L’assessora Stocker ha incontrato una commissione composta dalla presidente della Consulta degli immigrati, P. Carbajal Sanchez, il segretario del Giardino delle Religioni, G. Nesler, il consigliere del Quartiere Oltrisarco-Aslago, A. Matera, i rappresentanti dell’Associazione “Pace” Z. Zafar e M. Adnan che ha presentato il progetto di una sala “multireligiosa” nel nuovo ospedale di Bolzano.

Nel corso dell’incontro tra l’assessora provinciale Martha Stocker ed i proponenti del progetto “Ospedale plurale”, sono stati toccati alcuni punti riguardanti la salute come concetto che comprende anche il benessere psicologico e relazionale dell’individuo che considera la complessità della dimensione spirituale, esistenziale e morale della salute.

La dimensione spirituale che nel momento della malattia e ancor più con l’avvicinarsi della morte s’intensificano facendo emergere in modo più intenso ed urgente sentimenti profondi come paura, rabbia, tensione e smarrimento.

Nel nostro territorio negli ultimi anni è sensibilmente aumentato il numero di persone appartenenti a confessioni religiose diverse da quella cattolica, così come il numero di persone non appartenenti ad alcuna confessione, questo fenomeno si riflette anche nella composizione delle persone ricoverate nella struttura ospedaliera.

Il progetto “Ospedale plurale” sostiene, tra l’altro, la creazione di uno spazio di preghiera, meditazione e di raccoglimento aperto a tutte le religioni per vivere, secondo le proprie convinzioni religiose e spirituali profonde, i momenti più importanti della vita del paziente ricoverato, siano essi di dolore o di gioia. In questo modo si vuole dar vita ad un modello di accoglienza, particolarmente attento agli aspetti relazionali ed alle differenze culturali e confessionali.
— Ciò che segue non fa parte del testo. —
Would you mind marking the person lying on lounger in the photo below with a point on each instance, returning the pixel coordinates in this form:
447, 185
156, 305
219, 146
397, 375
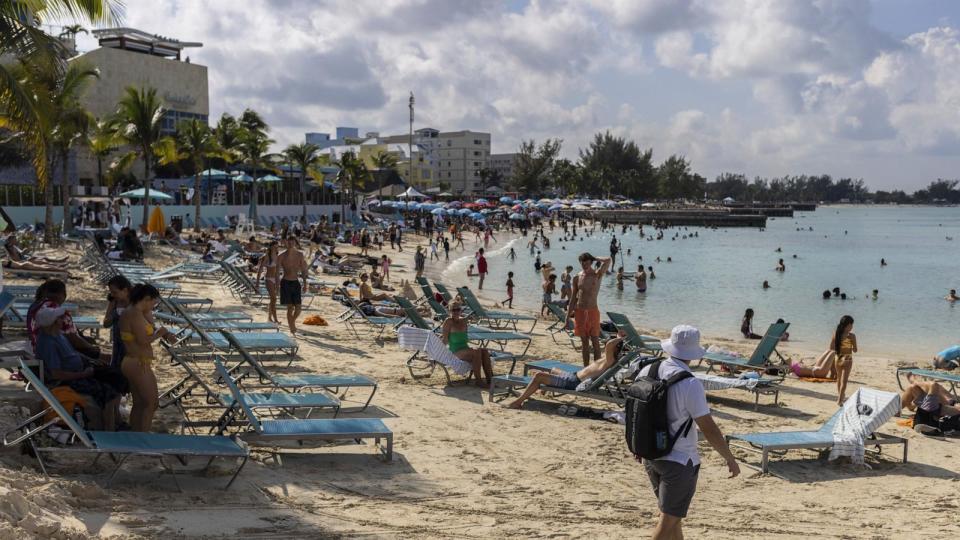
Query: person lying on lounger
936, 409
16, 254
559, 378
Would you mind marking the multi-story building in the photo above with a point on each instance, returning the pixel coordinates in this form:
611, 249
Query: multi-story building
133, 58
503, 164
457, 157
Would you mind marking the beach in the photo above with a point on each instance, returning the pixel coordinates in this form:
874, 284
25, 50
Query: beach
464, 467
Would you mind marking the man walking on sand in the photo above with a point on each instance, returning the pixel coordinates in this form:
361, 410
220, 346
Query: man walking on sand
481, 268
674, 476
293, 265
583, 305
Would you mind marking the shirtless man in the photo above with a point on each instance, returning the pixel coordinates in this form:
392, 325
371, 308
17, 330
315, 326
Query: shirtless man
571, 380
583, 304
293, 265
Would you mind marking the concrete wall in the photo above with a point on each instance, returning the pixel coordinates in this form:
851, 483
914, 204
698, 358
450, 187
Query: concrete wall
34, 214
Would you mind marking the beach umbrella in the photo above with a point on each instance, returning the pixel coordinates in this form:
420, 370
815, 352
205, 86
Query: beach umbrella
138, 194
156, 222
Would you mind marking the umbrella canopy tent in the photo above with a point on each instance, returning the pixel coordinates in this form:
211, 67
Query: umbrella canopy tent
153, 194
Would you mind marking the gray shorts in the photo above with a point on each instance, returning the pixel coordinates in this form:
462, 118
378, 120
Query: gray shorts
673, 484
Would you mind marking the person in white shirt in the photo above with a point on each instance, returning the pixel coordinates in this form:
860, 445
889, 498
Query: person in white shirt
674, 476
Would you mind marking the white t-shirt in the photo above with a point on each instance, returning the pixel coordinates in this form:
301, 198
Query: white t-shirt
685, 399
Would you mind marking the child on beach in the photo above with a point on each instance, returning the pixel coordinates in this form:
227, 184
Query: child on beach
509, 301
844, 344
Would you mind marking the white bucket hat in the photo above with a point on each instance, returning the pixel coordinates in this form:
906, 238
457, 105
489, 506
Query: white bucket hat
684, 343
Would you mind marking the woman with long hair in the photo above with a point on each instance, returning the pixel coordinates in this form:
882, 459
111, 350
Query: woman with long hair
270, 271
844, 344
137, 333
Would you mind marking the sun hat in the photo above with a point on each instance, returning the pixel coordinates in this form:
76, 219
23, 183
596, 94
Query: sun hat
684, 343
47, 316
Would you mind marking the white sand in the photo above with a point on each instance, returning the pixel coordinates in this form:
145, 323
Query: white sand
466, 468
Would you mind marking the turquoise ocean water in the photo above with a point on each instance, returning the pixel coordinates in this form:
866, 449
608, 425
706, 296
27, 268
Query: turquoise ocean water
714, 277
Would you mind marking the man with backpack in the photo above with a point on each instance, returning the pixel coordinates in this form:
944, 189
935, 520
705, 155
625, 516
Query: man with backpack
662, 407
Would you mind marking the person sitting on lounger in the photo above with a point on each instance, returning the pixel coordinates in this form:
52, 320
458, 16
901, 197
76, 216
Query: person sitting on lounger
366, 291
65, 366
559, 378
455, 337
16, 254
936, 409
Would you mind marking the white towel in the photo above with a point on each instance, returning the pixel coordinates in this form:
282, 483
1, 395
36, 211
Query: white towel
716, 382
416, 339
852, 428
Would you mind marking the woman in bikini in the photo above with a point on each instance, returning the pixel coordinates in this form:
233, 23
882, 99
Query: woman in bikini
269, 270
138, 334
455, 337
844, 344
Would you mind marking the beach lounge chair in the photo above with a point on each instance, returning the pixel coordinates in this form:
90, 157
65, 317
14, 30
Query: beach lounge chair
945, 377
119, 443
356, 314
332, 382
848, 432
493, 318
635, 339
603, 388
270, 432
760, 360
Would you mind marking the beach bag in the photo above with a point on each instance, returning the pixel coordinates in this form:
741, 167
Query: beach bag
647, 426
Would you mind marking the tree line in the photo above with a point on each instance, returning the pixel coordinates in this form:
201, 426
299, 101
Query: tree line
612, 165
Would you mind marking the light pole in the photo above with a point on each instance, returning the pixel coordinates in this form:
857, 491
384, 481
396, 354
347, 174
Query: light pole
410, 143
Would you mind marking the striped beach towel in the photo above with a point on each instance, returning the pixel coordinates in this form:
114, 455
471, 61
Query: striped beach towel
862, 414
416, 339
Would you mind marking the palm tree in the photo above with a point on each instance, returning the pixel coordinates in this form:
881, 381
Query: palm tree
306, 156
102, 140
28, 43
195, 141
140, 117
254, 147
386, 162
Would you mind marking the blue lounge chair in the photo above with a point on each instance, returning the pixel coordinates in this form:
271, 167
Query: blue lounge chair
269, 432
120, 443
760, 360
493, 318
778, 443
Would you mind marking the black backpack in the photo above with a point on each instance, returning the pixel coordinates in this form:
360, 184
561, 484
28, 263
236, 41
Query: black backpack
648, 428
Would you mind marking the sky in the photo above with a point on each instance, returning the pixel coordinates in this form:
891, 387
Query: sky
861, 88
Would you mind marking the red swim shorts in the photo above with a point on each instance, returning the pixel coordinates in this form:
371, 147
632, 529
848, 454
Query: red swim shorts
586, 322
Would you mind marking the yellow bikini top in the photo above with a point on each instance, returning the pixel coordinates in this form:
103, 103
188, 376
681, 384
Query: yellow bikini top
128, 336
L’assessora Stocker nel corso del colloquio ha sottolineato l’importanza di una sala “multireligiosa” nel nuovo ospedale di Bolzano per favorire la conoscenza reciproca di culture, tradizioni e sistemi sociali, in una prospettiva di interscambio e di arricchimento reciproco.

L’assessora ha altresì assicurato che la proposta dell'”Ospedale plurale” sarà presa in considerazione nel corso della definizione degli spazi futuri del nuovo ospedale.